Olivier, who is quadriplegic and records conversations in lieu of taking notes, posted audio to YouTube of his talks with two Liberals — Ontario Liberal campaign director Pat Sorbara and Gerry Lougheed, a Sudbury Liberal fundraiser.

In one of the recordings Olivier posted to YouTube, a man he identified as Lougheed says he is there on behalf of the premier to ask if he would consider stepping aside and nominating Thibeault, and telling Olivier they want to give him options "in terms of appointments, jobs or whatever.''

Olivier said Sorbara called him the next day and suggested Wynne had all but decided to appoint Thibeault as the candidate in favour of an open nomination race.

"We should have the broader discussion about what is it that you'd be most interested in doing, then decide what shape that could take that would fulfil that, is what I'm getting at, whether it's a full-time or part-time job at a (constituency) office, whether it is appointments to boards or commissions, whether it is also going on the (party executive),'' Sorbara is heard saying in the recording.
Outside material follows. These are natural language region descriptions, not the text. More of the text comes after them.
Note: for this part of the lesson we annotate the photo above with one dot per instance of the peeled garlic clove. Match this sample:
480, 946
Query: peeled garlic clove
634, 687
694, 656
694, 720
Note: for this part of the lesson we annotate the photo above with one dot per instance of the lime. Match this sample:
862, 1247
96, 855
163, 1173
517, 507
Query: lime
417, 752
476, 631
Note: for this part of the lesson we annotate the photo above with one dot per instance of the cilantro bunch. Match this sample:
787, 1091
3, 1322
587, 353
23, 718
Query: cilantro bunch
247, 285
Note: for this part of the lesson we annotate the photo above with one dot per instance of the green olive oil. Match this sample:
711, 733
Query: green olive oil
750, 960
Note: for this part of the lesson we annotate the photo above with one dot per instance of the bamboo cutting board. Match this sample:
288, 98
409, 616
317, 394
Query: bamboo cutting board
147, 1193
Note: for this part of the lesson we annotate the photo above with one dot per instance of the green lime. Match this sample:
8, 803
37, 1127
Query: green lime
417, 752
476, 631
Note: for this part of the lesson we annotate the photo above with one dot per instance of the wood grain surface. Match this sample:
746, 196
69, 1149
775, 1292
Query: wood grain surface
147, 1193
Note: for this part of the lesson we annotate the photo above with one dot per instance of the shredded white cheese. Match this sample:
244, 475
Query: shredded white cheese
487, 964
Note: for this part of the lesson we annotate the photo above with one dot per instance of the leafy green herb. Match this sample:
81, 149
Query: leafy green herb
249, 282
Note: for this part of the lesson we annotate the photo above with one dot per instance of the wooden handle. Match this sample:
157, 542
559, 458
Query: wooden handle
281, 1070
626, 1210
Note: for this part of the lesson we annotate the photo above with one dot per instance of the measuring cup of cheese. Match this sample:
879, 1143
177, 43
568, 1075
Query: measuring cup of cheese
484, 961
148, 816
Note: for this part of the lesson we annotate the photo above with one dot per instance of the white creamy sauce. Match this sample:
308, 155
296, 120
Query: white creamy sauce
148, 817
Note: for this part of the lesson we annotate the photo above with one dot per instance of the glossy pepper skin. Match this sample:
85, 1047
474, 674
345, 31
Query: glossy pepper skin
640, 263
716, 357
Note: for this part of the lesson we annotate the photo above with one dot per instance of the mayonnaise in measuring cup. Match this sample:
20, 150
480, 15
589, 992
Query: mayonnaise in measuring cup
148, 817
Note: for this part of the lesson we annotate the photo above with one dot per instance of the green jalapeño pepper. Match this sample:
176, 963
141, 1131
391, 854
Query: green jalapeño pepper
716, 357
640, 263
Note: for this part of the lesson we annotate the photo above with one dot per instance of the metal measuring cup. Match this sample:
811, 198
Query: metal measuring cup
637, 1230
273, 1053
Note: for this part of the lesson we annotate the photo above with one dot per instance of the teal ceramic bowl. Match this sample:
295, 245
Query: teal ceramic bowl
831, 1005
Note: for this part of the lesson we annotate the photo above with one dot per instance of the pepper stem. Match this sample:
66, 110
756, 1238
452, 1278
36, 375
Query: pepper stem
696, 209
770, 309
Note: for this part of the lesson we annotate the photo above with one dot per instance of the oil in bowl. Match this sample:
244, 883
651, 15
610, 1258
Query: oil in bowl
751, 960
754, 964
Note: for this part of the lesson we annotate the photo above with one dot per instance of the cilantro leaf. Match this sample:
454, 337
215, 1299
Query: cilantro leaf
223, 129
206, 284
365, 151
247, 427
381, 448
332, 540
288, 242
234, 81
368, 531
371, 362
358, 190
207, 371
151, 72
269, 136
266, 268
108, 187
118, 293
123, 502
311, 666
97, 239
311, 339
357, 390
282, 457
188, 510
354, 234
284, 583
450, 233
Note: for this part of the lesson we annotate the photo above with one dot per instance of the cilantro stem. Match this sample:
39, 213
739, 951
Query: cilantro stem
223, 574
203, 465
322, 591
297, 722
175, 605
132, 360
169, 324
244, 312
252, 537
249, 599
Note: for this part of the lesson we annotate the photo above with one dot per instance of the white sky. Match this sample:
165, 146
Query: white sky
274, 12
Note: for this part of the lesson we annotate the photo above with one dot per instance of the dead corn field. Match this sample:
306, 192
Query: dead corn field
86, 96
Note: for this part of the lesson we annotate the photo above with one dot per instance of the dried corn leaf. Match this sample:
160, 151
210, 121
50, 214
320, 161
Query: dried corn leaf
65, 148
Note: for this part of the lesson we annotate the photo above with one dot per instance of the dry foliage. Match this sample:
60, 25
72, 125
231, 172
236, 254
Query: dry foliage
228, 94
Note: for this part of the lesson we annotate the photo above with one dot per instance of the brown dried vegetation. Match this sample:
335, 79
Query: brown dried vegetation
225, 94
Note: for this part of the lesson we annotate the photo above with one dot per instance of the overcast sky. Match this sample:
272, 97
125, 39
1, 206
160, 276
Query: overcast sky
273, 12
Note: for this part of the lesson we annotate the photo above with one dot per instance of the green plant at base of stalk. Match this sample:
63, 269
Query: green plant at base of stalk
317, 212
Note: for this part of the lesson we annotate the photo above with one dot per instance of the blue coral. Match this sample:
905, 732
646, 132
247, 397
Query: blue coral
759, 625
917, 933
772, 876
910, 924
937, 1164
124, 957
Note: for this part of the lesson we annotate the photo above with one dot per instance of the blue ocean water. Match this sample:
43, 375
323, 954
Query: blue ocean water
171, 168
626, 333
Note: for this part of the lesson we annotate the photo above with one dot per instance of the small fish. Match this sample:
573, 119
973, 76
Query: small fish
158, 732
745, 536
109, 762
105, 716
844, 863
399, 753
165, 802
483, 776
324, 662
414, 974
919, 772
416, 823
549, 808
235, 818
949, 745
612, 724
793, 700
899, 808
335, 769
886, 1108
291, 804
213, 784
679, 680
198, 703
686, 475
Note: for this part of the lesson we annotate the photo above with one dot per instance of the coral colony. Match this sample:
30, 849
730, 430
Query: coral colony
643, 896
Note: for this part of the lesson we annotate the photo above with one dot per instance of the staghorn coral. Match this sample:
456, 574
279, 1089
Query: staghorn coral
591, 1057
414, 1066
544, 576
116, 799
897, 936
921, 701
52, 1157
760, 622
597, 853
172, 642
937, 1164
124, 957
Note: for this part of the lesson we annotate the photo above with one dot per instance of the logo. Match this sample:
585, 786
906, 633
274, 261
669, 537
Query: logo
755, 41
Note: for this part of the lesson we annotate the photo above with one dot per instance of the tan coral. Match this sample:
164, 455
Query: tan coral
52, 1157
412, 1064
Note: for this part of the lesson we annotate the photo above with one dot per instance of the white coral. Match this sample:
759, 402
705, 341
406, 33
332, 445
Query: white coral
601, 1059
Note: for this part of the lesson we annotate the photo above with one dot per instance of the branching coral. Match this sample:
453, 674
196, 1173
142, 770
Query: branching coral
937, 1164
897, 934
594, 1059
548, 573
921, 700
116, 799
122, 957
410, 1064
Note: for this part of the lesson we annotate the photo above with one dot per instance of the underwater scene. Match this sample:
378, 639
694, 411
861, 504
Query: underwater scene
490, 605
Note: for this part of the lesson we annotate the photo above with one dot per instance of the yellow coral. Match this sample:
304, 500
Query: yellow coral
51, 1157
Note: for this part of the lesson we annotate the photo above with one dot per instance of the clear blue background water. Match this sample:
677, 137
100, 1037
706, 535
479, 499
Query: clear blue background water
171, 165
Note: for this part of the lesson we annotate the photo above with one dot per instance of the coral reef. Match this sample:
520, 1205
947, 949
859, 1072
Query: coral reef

Wynne has said Olivier's allegations are false, insisting that "there were no specific offers made in requests for any specific action" to Olivier.

The Liberals have said Olivier's recordings vindicate them, as they were discussing ways Olivier could remain involved in the party or with accessibility work, but only after he was already told he wouldn't be the candidate.

They also said Lougheed is neither a government nor Liberal staff member and speaks for himself.

In a statement to local media in December, Lougheed said that he does not have the authority to offer jobs and "at no time'' did he promise Olivier a job or appointment if he stepped aside.

The opposition parties had asked the OPP to investigate Olivier's allegations, suggesting they could contravene sections of the Criminal Code that relate to offering government advantages and securing appointments.

The OPP determined last month that no criminal offence was committed, but later reopen the investigation in light of Olivier's audio.

A spokeswoman for Wynne said late Thursday that it is common for an investigator to make an assertion in order to obtain a warrant.

"It is in no way confirmation that an offense has occurred," the spokeswoman said in an email.

Elections Ontario is also investigating and has interviewed both Wynne and Sorbara, after the New Democrats suggested the Liberals' alleged conduct violates the Election Act.